Here, the lanky, languid Goldblum not only has Hollywood cache but the credibility of cool. He previously trod the boards in London with Kevin Spacey in Mamet’s Speed the Plow. His return, co-produced by Spacey’s Old Vic Company (though not, this time, at the Old Vic) arrives with memories of that thrilling evening in 2008 still fresh in the mind.
From Matthew Warchus’ production, director Terry Johnson has, it seems, taken on another lesson; that to convincingly stage the work of a quintessentially American playwright, it is best to have a couple of quintessentially American actors.
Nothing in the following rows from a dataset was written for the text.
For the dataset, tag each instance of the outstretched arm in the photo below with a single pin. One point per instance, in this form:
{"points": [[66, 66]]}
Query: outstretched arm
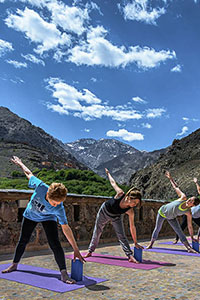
{"points": [[69, 235], [197, 185], [189, 224], [178, 191], [117, 189], [17, 161]]}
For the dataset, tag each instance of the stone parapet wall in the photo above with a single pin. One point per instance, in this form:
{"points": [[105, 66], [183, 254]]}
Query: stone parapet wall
{"points": [[81, 211]]}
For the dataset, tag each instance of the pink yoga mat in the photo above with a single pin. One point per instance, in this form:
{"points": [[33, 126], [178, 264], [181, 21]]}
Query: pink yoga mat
{"points": [[123, 261], [45, 278], [172, 251]]}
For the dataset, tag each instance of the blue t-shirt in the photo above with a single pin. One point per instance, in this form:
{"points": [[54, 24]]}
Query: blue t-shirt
{"points": [[39, 209]]}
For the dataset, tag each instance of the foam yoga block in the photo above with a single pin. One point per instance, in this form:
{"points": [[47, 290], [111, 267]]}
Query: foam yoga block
{"points": [[76, 270], [195, 246], [138, 254]]}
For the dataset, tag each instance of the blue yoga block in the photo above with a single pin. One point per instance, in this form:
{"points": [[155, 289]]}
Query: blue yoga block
{"points": [[77, 270], [138, 254], [195, 246]]}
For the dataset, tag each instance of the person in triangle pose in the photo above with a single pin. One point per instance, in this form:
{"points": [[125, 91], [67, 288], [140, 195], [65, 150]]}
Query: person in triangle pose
{"points": [[195, 210], [171, 211], [112, 211], [46, 206]]}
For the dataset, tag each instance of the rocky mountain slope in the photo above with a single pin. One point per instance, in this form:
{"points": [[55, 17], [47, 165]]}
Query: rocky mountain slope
{"points": [[121, 159], [39, 149], [182, 159]]}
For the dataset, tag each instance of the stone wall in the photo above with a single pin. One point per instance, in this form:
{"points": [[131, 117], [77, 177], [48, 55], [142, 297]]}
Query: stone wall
{"points": [[81, 212]]}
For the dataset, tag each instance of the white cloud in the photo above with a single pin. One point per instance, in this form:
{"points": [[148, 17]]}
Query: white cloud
{"points": [[141, 10], [176, 69], [154, 112], [32, 58], [37, 30], [183, 131], [126, 135], [17, 64], [70, 18], [5, 47], [99, 51], [139, 100], [84, 104], [146, 125], [187, 120]]}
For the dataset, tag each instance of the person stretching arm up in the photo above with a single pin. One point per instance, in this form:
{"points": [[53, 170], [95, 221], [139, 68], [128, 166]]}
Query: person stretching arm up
{"points": [[171, 211]]}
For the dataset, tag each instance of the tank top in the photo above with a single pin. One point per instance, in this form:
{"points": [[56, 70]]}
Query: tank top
{"points": [[173, 209], [113, 207], [195, 211]]}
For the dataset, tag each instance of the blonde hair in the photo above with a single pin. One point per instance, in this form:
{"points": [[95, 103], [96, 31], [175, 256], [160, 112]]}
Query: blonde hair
{"points": [[57, 191], [135, 193]]}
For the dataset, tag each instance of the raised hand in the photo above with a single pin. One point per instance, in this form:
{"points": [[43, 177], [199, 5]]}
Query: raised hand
{"points": [[16, 160], [167, 174], [195, 180]]}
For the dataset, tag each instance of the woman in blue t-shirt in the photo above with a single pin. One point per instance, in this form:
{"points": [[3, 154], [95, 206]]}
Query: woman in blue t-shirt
{"points": [[45, 206], [113, 210]]}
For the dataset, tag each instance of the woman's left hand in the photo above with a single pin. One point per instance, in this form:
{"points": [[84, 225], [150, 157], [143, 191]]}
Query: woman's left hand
{"points": [[78, 255], [139, 246]]}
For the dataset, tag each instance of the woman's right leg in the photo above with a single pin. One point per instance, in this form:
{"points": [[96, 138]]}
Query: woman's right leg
{"points": [[159, 222], [26, 231], [100, 222], [183, 226]]}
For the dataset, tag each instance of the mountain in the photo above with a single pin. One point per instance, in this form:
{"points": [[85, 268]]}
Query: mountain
{"points": [[182, 159], [121, 159], [39, 149]]}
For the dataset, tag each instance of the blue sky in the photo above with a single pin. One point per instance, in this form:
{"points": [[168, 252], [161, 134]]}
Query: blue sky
{"points": [[128, 70]]}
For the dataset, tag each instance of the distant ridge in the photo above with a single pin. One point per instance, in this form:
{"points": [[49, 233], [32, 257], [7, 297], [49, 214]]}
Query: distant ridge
{"points": [[121, 159], [39, 149]]}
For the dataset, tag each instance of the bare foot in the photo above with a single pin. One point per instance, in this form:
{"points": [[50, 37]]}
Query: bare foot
{"points": [[12, 268], [132, 259], [65, 278], [89, 254], [190, 250], [175, 241]]}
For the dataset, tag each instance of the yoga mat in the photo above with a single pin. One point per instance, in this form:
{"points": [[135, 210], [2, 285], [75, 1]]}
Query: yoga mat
{"points": [[45, 278], [122, 261], [172, 251], [171, 243]]}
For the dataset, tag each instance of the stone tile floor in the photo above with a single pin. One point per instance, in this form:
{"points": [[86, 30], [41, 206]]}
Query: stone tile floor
{"points": [[175, 282]]}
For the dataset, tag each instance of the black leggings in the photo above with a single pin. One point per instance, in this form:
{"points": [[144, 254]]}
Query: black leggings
{"points": [[51, 230], [184, 223]]}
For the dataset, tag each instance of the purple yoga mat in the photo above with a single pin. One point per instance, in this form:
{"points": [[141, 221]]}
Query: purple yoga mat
{"points": [[172, 251], [123, 261], [45, 278], [171, 243]]}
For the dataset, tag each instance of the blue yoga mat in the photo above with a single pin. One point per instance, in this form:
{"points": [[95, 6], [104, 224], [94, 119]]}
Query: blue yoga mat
{"points": [[45, 278]]}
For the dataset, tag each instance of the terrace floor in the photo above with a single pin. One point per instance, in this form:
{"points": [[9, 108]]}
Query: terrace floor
{"points": [[167, 282]]}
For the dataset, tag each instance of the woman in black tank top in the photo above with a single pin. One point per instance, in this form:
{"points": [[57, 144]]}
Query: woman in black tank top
{"points": [[112, 210]]}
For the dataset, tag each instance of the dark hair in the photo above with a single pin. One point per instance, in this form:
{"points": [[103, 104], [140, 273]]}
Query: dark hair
{"points": [[136, 194], [57, 191], [196, 201]]}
So, opposite Goldblum’s disillusioned Mel, Johnson has cast Mercedes Ruehl as Mel’s wife and straight man, Edna. They make a fizzing double act, not on the scale that Goldblum and Spacey created, but still, this revival has a distinct whiff of authenticity about it when Goldblum and Ruehl share the stage. These actors know about their neurotic New York alter egos every bit as much Goldblum and Spacey knew about Mamet’s Hollywood sharks.
Mel’s 2:30 a.m. kvetch about two-dollar food in three-dollar packaging, his company’s prospects as recession looms, and even the breakdown of New York’s services all sound surprisingly contemporary for a play first seen 40 years ago. Where it feels dated is in Mel’s sense of emasculation after he is sacked and Edna becomes the breadwinner.
Still, Simon’s one-liners ring out as clearly as they ever did. Unemployed, Mel has been for so many walks in the park he knows where the squirrels hide their nuts. And because craziness comes easily to Goldblum, even Mel’s old-school chauvinism comes across more as eccentricity than as a dated attitude.
Goldblum gives Mel's breakdown a sinister edge. Its symptoms include twitches and schizophrenic mumblings as he stalks the apartment in his pajamas and on legs as thin as stilts.
There is a scene where Mel produces a huge shovel from which he plans to cause an avalanche of snow to fall from his balcony onto his hated neighbour’s head. “They wont find him until the spring,” promises manic Mel. It would be no surprise if he emerged not with a shovel but a sniper’s rifle. Except of course this is cosy Neil Simon we are talking about, and Ruehl's grounded Edna, though well capable of indulging her own variety of New York neurosis, keeps Mel and the play from spinning off into bloodbath territory.
They make a great team, until the team is joined by Mel’s concerned siblings, played by a British cast whose comic style is much broader and slower than their American counterparts. Much reliance is put on the pregnant pause. Punch lines are overplayed and not, as they must be, thrown away.